L’obligation de témoigner
Aujourd’hui, indique-t-elle, elle accepte chaque conférence qui lui est proposée.
« Nous, les survivants, ne serons plus là dans 10 à 12 ans. Qui va en parler ? Qui va dire : ‘J’étais là' », a-t-elle interrogé.
Elle a dit que lorsqu’elle parle devant un public, elle leur permet de l’aider à porter son fardeau de mémoire.
« Je transmets le message de ma propre histoire… [mais] comment le présenter à la prochaine génération, la deuxième et la troisième, pour qu’elle puisse le répéter et le décrire ? ».

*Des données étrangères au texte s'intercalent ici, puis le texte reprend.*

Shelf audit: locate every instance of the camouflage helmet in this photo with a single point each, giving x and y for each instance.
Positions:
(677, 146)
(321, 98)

Pour elle, la réponse est l’éducation.

La cérémonie des Nations Unies a été organisée sur le thème « 75 ans après Auschwitz – Enseignement de la Shoah et mémoire pour une justice globale ». En tant que pédagogue de longue date, elle espère bien sûr laisser un héritage de programmes éducatifs sur la Shoah.
Bien qu’ils vivent maintenant en Israël, elle et son compagnon de vie, le Dr Daniel Schydlowsky, sont allés à l’école ensemble au Pérou il y a de nombreuses années. Ensemble, depuis plusieurs années, le couple d’universitaires a tenté d’instituer officiellement un programme d’enseignement de la Shoah mandaté par l’État dans leur ancienne patrie.
La réponse, dit-elle, n’était « pas très encourageante ». Les ministres de l’Education et les fonctionnaires ne veulent pas s’engager dans un programme, a-t-elle dit, et n’ont probablement pas de budget pour former leurs enseignants à cet effet. Elle espère impliquer le mémorial de Yad Vashem, une institution importante de recherche et de commémoration de la Shoah qui possède une solide aile pédagogique, dans la formation des enseignants potentiels, soit en Israël, soit en envoyant une délégation au Pérou.
« C’est une bataille de plusieurs années, pour essayer de convaincre les autorités éducatives d’officialiser ce chapitre de l’histoire du programme scolaire », a-t-elle commenté. « C’est quelque chose sur quoi nous devons travailler et non quelque chose qui se fera tout seul ».

Quel que soit l’endroit où elle s’exprime, Irene Shashar reconnaît que sa mère l’a sauvée.
« Grâce à l’acte de courage et de résilience de ma mère, j’ai vaincu Hitler. Grâce à elle, j’ai eu la chance de survivre, de m’épanouir à l’âge adulte. Grâce à elle, j’ai eu la chance d’avoir des enfants et des petits-enfants. Parce que j’ai planté mon arbre généalogique, j’ai vaincu Hitler lui-même », a-t-elle assuré au public des Nations unies.
« C’est un hommage à ma mère, comme l’est ma vie – ainsi que celle de mes enfants et petits-enfants et de ceux qu’ils ont touchés par leur gentillesse et leur générosité. Le courage de ma mère de faire preuve d’audace et de détermination face au danger a permis de mettre ma vie en sécurité, mais aussi de laisser un héritage. Son héritage. Notre héritage en tant que Juifs », a-t-elle conclu.